0
Thoughts: open questions
Richard Newman edited this page 2017-01-09 11:35:49 -08:00
Many of these are already tracked as issues, but here's a list of the larger work items and areas still to explore.
This was written 2016-12-05, so it's already a little outdated, but worth capturing for posterity.
- One of Mentat's advantages over something like SQLite is in abstracting away some of the details of how to store and index data. There are more opportunities here: graph-oriented or geospatial indexing, for example. If Mozilla moves into heavy location-based systems, geospatial storage becomes a must. I have some experience in this area, and I have consulting contacts with more.
- Synchronization (harder) and replication (easier). We expose transaction log data to applications; with the aid of the schema it should be possible to build a relatively straightforward generalized synchronization or replication protocol.
- Encrypted storage. What are the tradeoffs to using SQLCipher instead of SQLite? It's a trivial change that gives us pervasive encryption of all data, but we don't know the performance implications.
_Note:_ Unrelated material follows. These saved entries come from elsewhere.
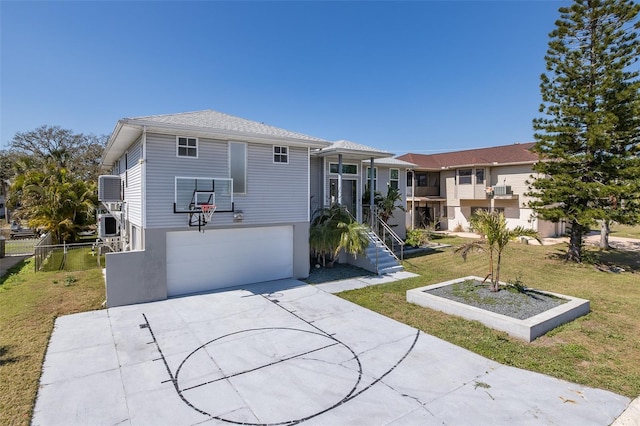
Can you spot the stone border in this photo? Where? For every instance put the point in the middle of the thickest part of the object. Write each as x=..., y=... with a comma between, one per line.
x=527, y=330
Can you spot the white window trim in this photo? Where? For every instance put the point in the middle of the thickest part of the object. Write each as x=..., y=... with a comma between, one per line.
x=281, y=154
x=343, y=173
x=246, y=165
x=197, y=147
x=470, y=176
x=394, y=180
x=375, y=178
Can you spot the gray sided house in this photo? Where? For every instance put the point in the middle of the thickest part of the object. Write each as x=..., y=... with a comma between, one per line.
x=165, y=172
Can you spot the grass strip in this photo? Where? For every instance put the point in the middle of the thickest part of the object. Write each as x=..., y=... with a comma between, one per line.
x=29, y=304
x=601, y=349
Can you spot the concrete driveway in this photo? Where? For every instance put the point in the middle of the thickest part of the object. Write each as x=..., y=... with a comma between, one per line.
x=282, y=353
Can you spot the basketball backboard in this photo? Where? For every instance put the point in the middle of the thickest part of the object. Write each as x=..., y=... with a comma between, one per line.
x=192, y=192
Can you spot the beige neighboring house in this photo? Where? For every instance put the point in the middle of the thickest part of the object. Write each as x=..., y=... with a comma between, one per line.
x=448, y=188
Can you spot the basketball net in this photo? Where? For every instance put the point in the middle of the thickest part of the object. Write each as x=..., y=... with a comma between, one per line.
x=207, y=211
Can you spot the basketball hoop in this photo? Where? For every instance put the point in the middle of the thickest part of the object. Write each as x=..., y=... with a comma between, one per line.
x=207, y=211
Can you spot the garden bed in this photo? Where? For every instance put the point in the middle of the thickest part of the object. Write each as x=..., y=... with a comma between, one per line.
x=524, y=315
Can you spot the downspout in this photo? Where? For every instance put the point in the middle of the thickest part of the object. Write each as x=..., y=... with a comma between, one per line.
x=143, y=186
x=340, y=180
x=309, y=184
x=413, y=198
x=371, y=195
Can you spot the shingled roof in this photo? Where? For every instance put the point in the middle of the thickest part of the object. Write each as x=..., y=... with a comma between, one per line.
x=214, y=120
x=496, y=155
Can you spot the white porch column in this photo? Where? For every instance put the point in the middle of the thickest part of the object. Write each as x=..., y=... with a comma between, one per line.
x=371, y=194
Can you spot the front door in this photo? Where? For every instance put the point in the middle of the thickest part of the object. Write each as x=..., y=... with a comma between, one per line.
x=349, y=196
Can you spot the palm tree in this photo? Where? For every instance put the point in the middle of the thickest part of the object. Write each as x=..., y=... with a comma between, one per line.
x=332, y=230
x=496, y=236
x=54, y=201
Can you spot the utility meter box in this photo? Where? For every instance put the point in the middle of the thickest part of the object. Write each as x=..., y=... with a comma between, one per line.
x=109, y=188
x=108, y=226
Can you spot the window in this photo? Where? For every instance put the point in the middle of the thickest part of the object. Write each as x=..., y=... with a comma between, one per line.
x=280, y=154
x=427, y=179
x=238, y=166
x=464, y=176
x=187, y=147
x=394, y=176
x=347, y=169
x=375, y=177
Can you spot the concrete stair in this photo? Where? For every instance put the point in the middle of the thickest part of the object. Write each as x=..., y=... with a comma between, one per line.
x=379, y=254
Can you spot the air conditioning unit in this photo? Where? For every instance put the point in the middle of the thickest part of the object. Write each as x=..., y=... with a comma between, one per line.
x=108, y=226
x=109, y=188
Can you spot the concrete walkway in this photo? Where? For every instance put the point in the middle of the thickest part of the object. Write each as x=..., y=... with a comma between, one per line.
x=282, y=353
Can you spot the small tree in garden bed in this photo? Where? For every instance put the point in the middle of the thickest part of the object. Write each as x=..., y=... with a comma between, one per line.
x=496, y=236
x=332, y=230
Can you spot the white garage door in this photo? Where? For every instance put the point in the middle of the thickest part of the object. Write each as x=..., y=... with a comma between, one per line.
x=222, y=258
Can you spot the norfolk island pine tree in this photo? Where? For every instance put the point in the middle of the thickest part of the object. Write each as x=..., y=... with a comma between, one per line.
x=589, y=136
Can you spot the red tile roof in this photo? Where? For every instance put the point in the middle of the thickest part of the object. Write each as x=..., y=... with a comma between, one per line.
x=506, y=154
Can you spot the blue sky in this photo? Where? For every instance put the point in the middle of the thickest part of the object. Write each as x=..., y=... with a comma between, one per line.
x=425, y=77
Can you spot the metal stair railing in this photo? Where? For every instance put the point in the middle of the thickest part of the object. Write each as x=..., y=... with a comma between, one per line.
x=386, y=229
x=379, y=241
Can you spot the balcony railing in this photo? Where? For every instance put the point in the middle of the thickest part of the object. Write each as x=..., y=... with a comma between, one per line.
x=503, y=191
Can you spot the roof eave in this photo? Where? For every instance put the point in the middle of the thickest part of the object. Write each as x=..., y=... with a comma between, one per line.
x=357, y=153
x=493, y=164
x=116, y=146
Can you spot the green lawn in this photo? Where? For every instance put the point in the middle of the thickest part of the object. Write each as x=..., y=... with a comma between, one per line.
x=29, y=305
x=625, y=231
x=601, y=349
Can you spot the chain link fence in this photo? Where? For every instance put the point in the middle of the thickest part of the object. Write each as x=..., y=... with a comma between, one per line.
x=23, y=247
x=67, y=257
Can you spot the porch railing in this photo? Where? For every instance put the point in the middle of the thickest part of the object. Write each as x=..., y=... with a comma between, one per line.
x=386, y=233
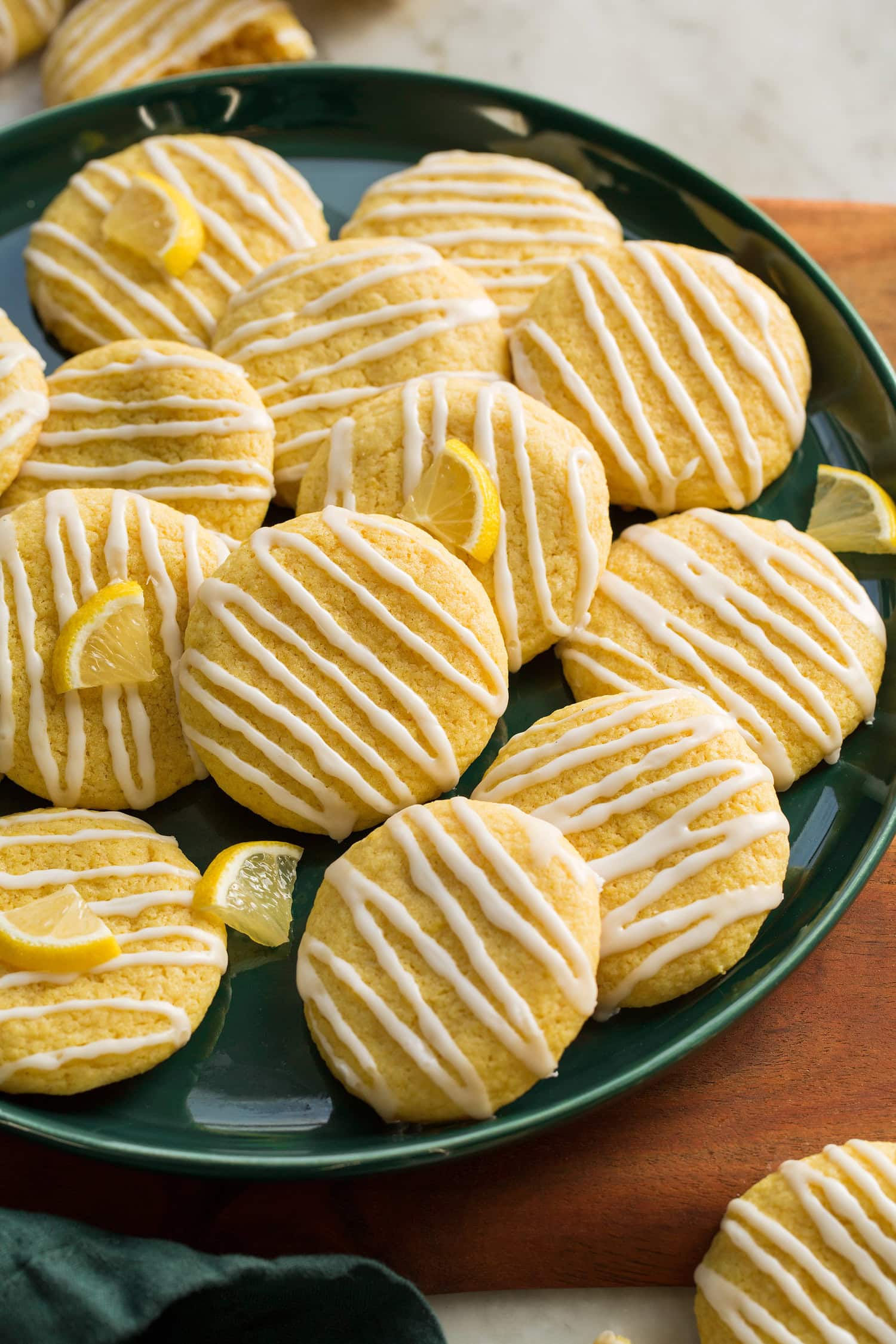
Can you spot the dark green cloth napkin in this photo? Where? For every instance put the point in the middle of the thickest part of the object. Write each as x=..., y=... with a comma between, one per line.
x=63, y=1282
If we ATTACH two databases to encrypt only some data (per-attribute encryption), do we over-complicate querying or handling the transaction log, and are we able to transact mixed collections of datoms atomically?
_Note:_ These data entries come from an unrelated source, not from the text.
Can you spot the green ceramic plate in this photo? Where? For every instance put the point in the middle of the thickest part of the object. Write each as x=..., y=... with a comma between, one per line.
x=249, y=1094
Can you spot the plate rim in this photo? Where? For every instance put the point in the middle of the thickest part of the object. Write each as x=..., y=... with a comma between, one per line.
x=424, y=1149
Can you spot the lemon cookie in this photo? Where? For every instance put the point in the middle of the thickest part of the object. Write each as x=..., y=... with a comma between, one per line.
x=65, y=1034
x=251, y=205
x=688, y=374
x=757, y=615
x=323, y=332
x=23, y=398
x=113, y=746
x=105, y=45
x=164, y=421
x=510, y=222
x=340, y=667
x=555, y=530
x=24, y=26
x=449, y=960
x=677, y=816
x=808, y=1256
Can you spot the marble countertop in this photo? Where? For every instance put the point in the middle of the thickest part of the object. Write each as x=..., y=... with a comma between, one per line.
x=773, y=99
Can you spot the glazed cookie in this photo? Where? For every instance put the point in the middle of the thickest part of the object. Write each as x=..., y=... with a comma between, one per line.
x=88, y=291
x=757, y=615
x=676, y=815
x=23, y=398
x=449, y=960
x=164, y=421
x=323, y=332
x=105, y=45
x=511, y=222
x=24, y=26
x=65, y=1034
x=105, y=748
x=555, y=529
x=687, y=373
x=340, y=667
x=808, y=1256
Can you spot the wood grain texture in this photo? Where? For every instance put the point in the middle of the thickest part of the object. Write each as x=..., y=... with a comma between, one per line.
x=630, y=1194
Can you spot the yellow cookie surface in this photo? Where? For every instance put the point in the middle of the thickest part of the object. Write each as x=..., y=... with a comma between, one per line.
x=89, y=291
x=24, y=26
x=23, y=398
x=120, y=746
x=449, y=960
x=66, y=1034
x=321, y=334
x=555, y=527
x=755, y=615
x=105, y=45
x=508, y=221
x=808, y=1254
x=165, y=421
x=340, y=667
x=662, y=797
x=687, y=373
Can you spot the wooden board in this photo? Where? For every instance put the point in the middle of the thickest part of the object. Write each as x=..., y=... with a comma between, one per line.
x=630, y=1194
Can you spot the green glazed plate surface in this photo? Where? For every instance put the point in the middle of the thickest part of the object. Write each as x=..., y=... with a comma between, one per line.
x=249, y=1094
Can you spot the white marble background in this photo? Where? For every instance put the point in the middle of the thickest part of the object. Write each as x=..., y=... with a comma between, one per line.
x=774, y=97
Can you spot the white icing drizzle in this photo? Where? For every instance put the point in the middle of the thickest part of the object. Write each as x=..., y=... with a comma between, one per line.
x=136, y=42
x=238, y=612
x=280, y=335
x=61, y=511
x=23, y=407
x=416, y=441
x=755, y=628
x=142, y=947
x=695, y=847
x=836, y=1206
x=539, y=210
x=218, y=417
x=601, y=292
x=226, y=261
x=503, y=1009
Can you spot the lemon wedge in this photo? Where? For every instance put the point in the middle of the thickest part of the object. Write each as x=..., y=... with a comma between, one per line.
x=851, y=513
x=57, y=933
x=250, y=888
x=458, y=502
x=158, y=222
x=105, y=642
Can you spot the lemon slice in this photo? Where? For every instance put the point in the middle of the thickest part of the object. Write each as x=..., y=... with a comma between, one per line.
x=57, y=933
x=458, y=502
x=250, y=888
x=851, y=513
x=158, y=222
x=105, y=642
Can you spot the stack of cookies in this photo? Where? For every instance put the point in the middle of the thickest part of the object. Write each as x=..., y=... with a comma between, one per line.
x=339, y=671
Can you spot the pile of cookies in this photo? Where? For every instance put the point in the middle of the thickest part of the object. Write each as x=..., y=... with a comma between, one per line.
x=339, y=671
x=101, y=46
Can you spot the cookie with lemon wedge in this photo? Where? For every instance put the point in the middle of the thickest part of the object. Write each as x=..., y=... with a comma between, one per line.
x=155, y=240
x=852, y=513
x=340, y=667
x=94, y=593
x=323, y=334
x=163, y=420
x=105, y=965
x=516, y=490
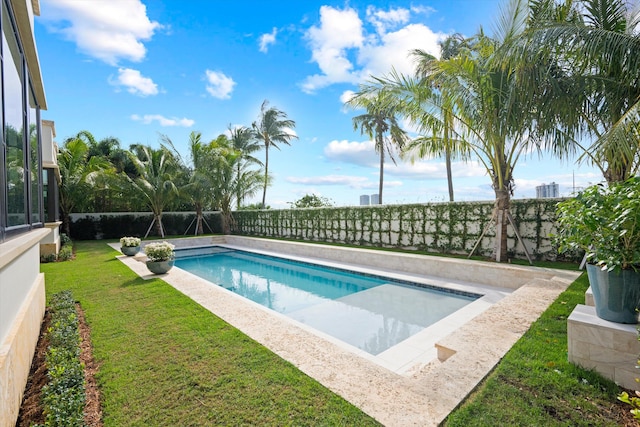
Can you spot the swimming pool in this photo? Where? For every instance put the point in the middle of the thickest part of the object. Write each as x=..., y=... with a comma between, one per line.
x=370, y=312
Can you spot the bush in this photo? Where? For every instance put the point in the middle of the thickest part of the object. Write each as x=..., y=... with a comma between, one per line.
x=64, y=395
x=161, y=251
x=66, y=253
x=48, y=258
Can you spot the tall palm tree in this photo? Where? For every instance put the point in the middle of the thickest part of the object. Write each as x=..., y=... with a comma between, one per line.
x=594, y=83
x=79, y=174
x=157, y=170
x=195, y=188
x=228, y=181
x=243, y=139
x=449, y=48
x=380, y=119
x=272, y=128
x=496, y=115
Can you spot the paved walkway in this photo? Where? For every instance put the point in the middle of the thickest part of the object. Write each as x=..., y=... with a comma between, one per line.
x=422, y=394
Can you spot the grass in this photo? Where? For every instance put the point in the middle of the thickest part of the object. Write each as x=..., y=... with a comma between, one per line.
x=535, y=385
x=165, y=360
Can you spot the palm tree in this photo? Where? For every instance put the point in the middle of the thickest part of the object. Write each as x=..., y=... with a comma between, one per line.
x=243, y=139
x=196, y=183
x=157, y=170
x=380, y=118
x=495, y=112
x=78, y=175
x=228, y=181
x=449, y=48
x=272, y=128
x=594, y=90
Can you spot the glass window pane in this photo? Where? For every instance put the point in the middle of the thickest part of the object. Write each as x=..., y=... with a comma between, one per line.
x=14, y=124
x=34, y=160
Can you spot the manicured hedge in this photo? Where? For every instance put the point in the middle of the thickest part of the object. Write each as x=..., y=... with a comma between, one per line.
x=114, y=226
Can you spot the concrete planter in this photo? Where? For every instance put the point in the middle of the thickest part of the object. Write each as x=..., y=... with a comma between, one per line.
x=160, y=267
x=616, y=294
x=130, y=250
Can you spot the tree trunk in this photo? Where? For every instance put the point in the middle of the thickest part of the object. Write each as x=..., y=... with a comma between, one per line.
x=447, y=157
x=159, y=228
x=199, y=230
x=66, y=223
x=266, y=175
x=381, y=172
x=503, y=201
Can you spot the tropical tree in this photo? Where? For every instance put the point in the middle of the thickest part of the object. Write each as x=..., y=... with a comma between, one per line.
x=380, y=123
x=228, y=181
x=593, y=87
x=243, y=139
x=196, y=183
x=79, y=174
x=156, y=171
x=496, y=115
x=272, y=128
x=443, y=130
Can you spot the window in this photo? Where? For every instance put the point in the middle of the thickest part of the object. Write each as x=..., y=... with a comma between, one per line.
x=35, y=160
x=13, y=72
x=20, y=146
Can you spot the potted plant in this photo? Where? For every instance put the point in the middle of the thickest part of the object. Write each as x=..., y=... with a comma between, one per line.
x=160, y=257
x=605, y=223
x=129, y=245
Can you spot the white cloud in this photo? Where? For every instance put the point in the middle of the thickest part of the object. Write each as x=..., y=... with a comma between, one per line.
x=432, y=169
x=219, y=85
x=346, y=96
x=392, y=50
x=267, y=39
x=135, y=82
x=163, y=121
x=104, y=29
x=358, y=153
x=381, y=19
x=338, y=31
x=348, y=180
x=346, y=53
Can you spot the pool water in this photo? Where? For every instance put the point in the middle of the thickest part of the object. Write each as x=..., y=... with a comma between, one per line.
x=372, y=313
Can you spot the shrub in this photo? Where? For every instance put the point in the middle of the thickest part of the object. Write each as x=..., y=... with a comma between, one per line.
x=130, y=241
x=48, y=258
x=66, y=253
x=64, y=239
x=162, y=251
x=64, y=395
- Rules. We haven't built a rule engine yet. This is important for some kinds of graph traversal.
- User-supplied extension functions are an unknown. There are two layers: those that can be expressed as combinations of SQL functions, and those that can't. I'd rather avoid textual "macros"…
- Improvements to disk storage representation. There are small things we can do to save space on index flags, then larger things: automatically splitting the datoms table by entity or attribute or type; separating the transaction log into a separate attached database to reduce database fragmentation; etc. Measurement is important here. (The nice thing about having an abstraction over storage is that we get to make these kinds of changes!)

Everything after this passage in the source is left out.